Unsere zahlreichen nicht-formalen Hochschulprogramme hingegen verzeichnen einen enormen Anstieg an Jugendlichen, die sonst ihre formale Ausbildung nicht fortsetzen können. Schulen, die von Bildungsabteilungen ethnischer Organisationen betrieben werden, die seit Jahren ein paralleles Bildungssystem unterhalten, verzeichnen ebenfalls einen erheblichen Anstieg der Schülerzahlen. Einige Gymnasien unter ethnischer Kontrolle haben mehr Jugendliche in ihren Unterkünften aufgenommen, um die Reichweite zu erhöhen. Wir arbeiten eng mit unseren bestehenden, aber auch mit neuen Partnern zusammen, um dieser gestiegenen Nachfrage so weit wie möglich gerecht zu werden, wobei wir der Sicherheit der Lehrpersonen sowie der Kinder und Jugendlichen höchste Aufmerksamkeit schenken.
Unsere zahlreichen nicht-formalen Hochschulprogramme hingegen verzeichnen einen enormen Anstieg an Jugendlichen, die sonst ihre formale Ausbildung nicht fortsetzen können.
Wir bemühen uns auch um die Unterstützung von Kindern und Jugendlichen, die derzeit durch die verschiedenen Konflikte im Land vertrieben werden. Wir hoffen, dass Child’s Dream im Laufe der nächsten Monate die Unterstützung schrittweise von „Humanitärer Hilfe“ auf „Bildung in Notsituationen“ umstellen kann, da mehr internationale Hilfsorganisationen Zugang zur vertriebenen Bevölkerung erhalten und uns ablösen können.
Aufgrund von Sicherheitsbedenken und um der steigenden Nachfrage gerecht zu werden, sind viele Anbieter von Hochschulbildung dazu übergegangen, den Unterricht online abzuhalten, aber angesichts der häufiger werdenden Strom- und Internetausfälle ist diese Option immer weniger praktikabel. Eine weitere grosse Herausforderung ist, dass die nicht-formale Bildung meist weder offiziell akkreditiert, noch international anerkannt ist. Das bedeutet, dass die Absolventinnen und Absolventen ihre Ausbildung nicht ohne Weiteres im Ausland fortsetzen können, was von vielen angestrebt und durch Universitätsstipendienprogramme wie dem unsrigen unterstützt wird. Auch hier gibt es Pläne, alternative Bildungswege zu schaffen, um mehr Studierenden den Zugang zur tertiären Bildung zu ermöglichen.

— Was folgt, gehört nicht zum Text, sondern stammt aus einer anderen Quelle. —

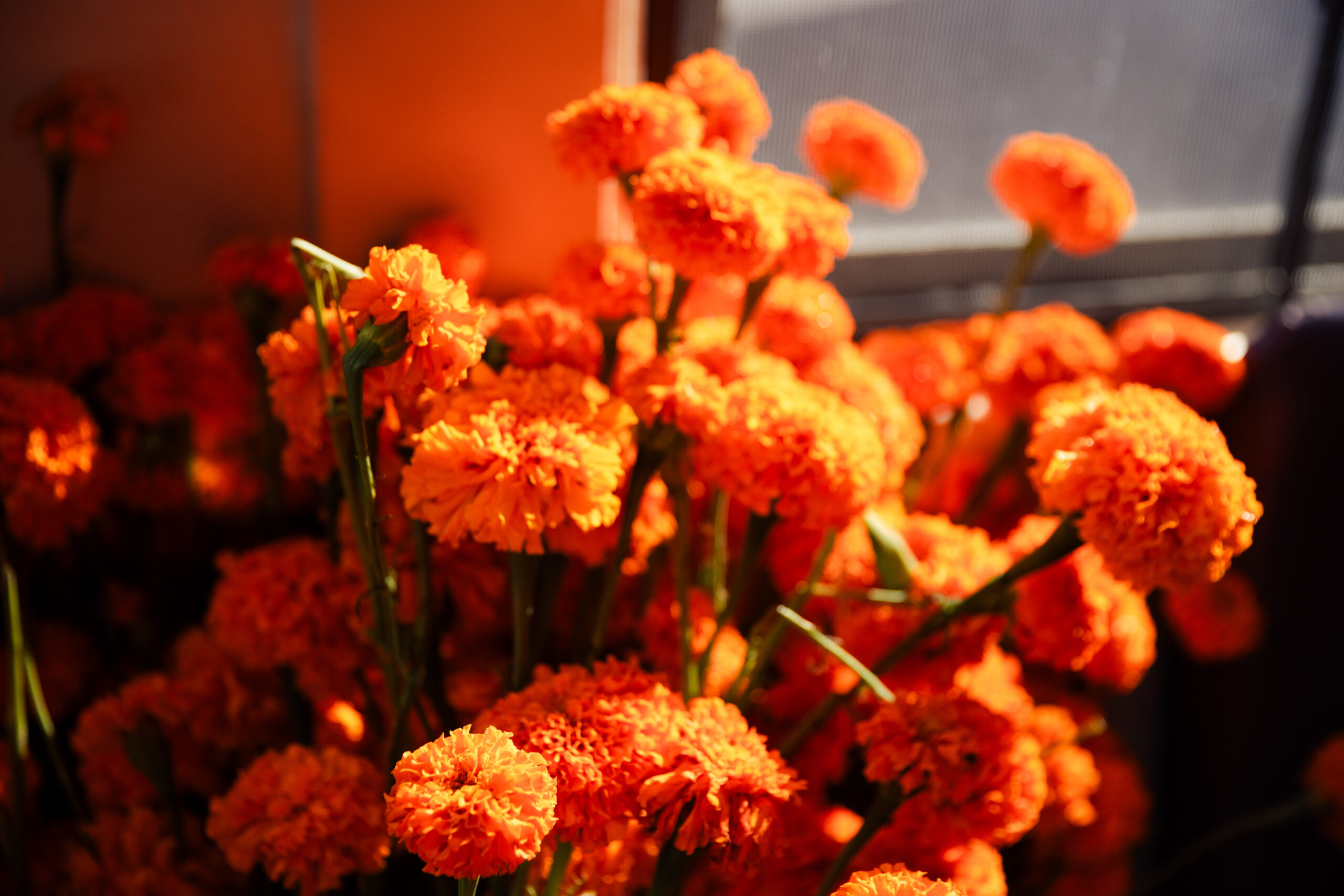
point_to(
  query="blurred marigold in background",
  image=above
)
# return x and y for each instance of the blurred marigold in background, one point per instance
(896, 880)
(722, 787)
(456, 246)
(310, 817)
(1198, 359)
(78, 117)
(601, 734)
(617, 129)
(1217, 621)
(705, 213)
(512, 455)
(855, 148)
(1066, 187)
(1160, 496)
(472, 805)
(736, 113)
(444, 325)
(609, 282)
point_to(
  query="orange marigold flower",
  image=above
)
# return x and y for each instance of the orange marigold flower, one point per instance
(539, 331)
(705, 213)
(1049, 344)
(310, 817)
(288, 604)
(601, 734)
(512, 455)
(444, 335)
(979, 774)
(736, 114)
(934, 364)
(1162, 498)
(1324, 777)
(456, 246)
(1066, 187)
(78, 117)
(855, 148)
(472, 805)
(867, 387)
(609, 281)
(802, 319)
(793, 449)
(896, 880)
(1198, 359)
(722, 789)
(617, 129)
(1217, 621)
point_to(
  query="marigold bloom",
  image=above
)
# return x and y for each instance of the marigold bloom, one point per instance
(444, 335)
(793, 449)
(722, 786)
(896, 880)
(736, 114)
(802, 319)
(855, 148)
(1162, 498)
(1049, 344)
(934, 364)
(310, 817)
(1217, 621)
(979, 774)
(539, 331)
(1065, 186)
(78, 117)
(601, 734)
(288, 604)
(517, 453)
(705, 213)
(617, 129)
(456, 246)
(867, 387)
(1198, 359)
(472, 805)
(609, 281)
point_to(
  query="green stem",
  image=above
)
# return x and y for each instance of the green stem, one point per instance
(1018, 276)
(560, 864)
(522, 573)
(992, 597)
(889, 800)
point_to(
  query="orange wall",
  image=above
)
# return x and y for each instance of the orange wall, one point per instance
(432, 107)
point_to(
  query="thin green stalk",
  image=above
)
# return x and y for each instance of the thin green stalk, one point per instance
(890, 797)
(1018, 276)
(560, 864)
(992, 597)
(522, 573)
(753, 541)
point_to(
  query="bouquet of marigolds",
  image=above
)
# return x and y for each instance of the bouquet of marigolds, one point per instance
(658, 583)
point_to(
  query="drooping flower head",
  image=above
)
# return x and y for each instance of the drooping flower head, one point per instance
(617, 129)
(736, 113)
(1160, 496)
(1198, 359)
(456, 246)
(722, 787)
(705, 213)
(1217, 621)
(1066, 187)
(609, 281)
(310, 817)
(855, 148)
(472, 805)
(601, 734)
(512, 455)
(444, 336)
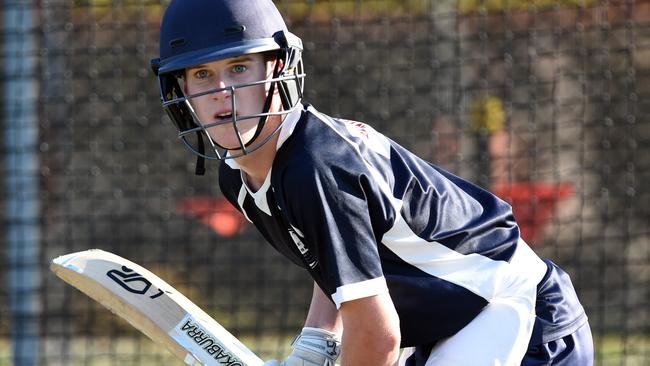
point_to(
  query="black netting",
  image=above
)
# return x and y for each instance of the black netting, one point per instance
(544, 102)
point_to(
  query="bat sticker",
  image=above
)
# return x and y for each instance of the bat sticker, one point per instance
(132, 281)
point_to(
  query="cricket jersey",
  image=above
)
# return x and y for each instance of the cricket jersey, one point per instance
(365, 216)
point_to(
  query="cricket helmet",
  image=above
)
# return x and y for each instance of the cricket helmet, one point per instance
(195, 32)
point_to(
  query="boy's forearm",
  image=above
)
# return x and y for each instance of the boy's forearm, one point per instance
(323, 313)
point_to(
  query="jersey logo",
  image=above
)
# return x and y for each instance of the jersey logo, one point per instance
(297, 237)
(356, 128)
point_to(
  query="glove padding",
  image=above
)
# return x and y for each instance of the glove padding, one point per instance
(312, 347)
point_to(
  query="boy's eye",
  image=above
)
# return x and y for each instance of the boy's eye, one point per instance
(201, 74)
(239, 69)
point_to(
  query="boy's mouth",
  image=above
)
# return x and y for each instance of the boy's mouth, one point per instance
(223, 116)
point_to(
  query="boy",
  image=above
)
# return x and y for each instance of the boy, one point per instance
(403, 254)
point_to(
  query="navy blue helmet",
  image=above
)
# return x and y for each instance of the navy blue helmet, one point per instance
(195, 32)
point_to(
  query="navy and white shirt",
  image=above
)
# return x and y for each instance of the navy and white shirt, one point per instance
(365, 216)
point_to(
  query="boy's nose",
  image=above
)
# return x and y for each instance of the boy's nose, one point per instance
(223, 90)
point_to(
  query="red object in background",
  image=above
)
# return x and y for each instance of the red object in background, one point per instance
(533, 204)
(216, 213)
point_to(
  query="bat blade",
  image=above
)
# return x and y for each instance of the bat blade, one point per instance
(153, 307)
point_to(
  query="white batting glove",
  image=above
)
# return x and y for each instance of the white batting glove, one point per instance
(313, 347)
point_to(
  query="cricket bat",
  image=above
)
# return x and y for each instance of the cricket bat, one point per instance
(153, 307)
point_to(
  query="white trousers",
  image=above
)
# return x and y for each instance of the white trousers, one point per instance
(500, 333)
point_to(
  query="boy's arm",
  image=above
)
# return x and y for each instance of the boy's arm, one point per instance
(323, 313)
(372, 333)
(371, 324)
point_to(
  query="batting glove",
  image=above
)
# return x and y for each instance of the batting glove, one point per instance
(312, 347)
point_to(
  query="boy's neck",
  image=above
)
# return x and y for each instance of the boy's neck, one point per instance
(256, 165)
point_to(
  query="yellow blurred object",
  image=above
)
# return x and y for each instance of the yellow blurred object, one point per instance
(487, 114)
(465, 6)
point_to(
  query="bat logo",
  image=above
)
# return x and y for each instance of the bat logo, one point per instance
(132, 281)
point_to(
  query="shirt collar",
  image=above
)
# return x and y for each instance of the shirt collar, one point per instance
(289, 124)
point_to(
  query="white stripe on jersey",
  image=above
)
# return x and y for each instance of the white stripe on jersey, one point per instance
(490, 279)
(359, 290)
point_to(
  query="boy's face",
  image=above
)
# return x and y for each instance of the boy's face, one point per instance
(215, 107)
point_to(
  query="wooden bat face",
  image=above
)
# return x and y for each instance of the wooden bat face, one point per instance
(154, 307)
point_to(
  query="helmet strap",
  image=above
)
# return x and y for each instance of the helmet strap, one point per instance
(200, 160)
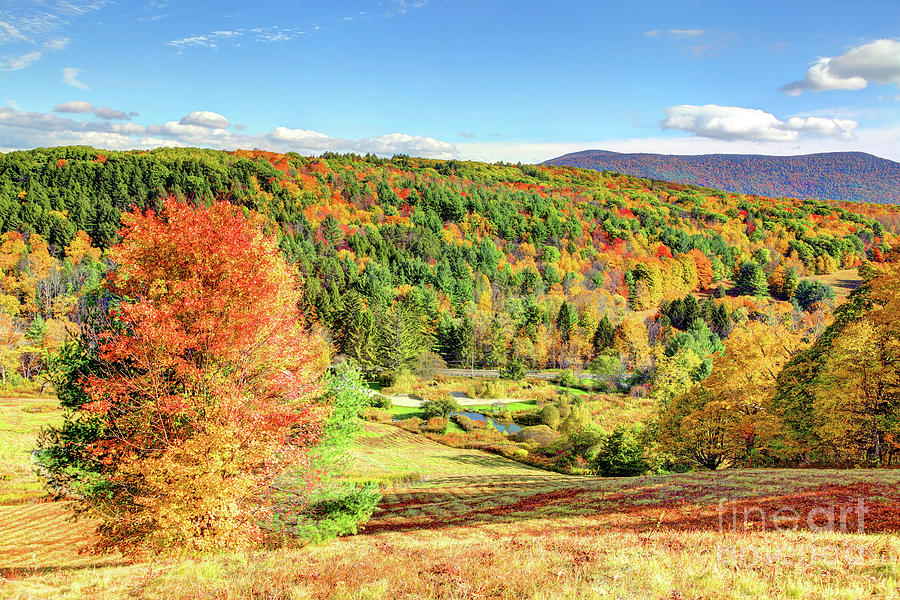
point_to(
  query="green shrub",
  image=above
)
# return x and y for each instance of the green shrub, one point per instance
(332, 513)
(377, 415)
(513, 370)
(413, 424)
(550, 416)
(379, 401)
(466, 423)
(435, 425)
(442, 407)
(566, 378)
(621, 454)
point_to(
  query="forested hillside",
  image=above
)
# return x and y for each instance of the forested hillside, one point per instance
(846, 176)
(408, 264)
(484, 264)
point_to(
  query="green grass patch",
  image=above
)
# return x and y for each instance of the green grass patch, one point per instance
(510, 406)
(20, 421)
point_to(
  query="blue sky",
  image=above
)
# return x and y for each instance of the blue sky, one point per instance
(517, 81)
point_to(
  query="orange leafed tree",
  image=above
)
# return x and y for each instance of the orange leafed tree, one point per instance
(201, 392)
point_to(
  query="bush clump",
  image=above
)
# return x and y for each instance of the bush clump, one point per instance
(621, 454)
(441, 407)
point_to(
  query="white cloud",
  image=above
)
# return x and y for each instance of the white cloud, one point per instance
(70, 77)
(401, 143)
(81, 107)
(683, 33)
(57, 44)
(209, 40)
(200, 128)
(17, 63)
(9, 33)
(884, 142)
(20, 129)
(875, 62)
(33, 27)
(737, 123)
(205, 118)
(74, 106)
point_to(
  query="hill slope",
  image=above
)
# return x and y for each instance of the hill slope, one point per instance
(848, 176)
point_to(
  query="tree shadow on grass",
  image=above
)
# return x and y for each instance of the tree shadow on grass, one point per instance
(644, 505)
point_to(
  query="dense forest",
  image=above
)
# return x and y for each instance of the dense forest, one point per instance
(408, 263)
(849, 176)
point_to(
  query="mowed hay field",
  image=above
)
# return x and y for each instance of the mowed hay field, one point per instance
(464, 524)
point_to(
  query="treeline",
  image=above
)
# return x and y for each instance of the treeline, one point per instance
(405, 258)
(779, 396)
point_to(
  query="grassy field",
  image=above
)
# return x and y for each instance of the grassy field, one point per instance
(20, 420)
(460, 523)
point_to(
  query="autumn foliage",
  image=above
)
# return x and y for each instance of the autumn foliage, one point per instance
(198, 394)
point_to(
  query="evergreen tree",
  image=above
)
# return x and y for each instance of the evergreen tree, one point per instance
(604, 336)
(565, 321)
(752, 280)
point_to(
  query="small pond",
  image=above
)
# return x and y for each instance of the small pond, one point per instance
(499, 426)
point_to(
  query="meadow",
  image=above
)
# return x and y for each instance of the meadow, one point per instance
(461, 523)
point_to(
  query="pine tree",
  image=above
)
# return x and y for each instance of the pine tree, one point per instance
(604, 336)
(565, 321)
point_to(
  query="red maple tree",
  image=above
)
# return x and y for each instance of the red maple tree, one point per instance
(208, 386)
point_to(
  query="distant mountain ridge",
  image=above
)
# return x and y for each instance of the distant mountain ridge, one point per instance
(851, 176)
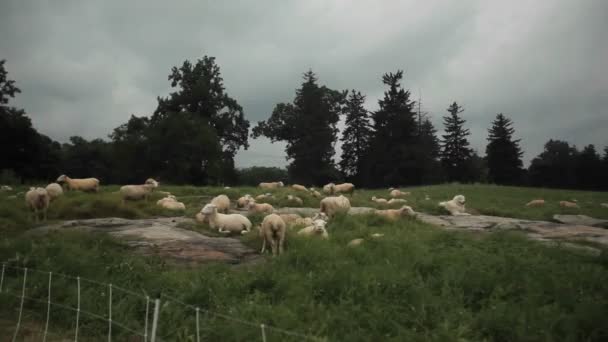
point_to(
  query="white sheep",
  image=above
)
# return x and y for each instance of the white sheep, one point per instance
(82, 184)
(222, 202)
(37, 199)
(54, 190)
(272, 231)
(317, 229)
(333, 205)
(225, 223)
(455, 206)
(394, 214)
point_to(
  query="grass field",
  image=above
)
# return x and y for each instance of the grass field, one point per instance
(416, 283)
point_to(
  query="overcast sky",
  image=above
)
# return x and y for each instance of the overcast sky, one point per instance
(85, 66)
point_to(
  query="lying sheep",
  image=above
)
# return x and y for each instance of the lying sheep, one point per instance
(37, 199)
(536, 203)
(222, 203)
(295, 199)
(271, 185)
(316, 229)
(566, 204)
(333, 205)
(54, 190)
(137, 192)
(83, 184)
(455, 206)
(394, 214)
(225, 223)
(272, 231)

Aber was kann die Bildung unter diesen widrigen Umständen erreichen? Myanmar ist für seine jahrzehntelangen ethnischen Konflikte bekannt, aber es gab – aufgrund des jüngsten Coups und seiner überwältigenden Ablehnung – noch nie so viel Verständnis und Einigkeit zwischen den verschiedenen ethnischen Gruppen, einschliesslich der ethnischen Bamar-Mehrheit. Bildung ist nicht nur für die weitere Stärkung dieses zerbrechlichen Bandes von entscheidender Bedeutung, sondern auch für den friedlichen und integrativen Aufbau der Nation in einer hoffentlich nicht allzu fernen Zukunft.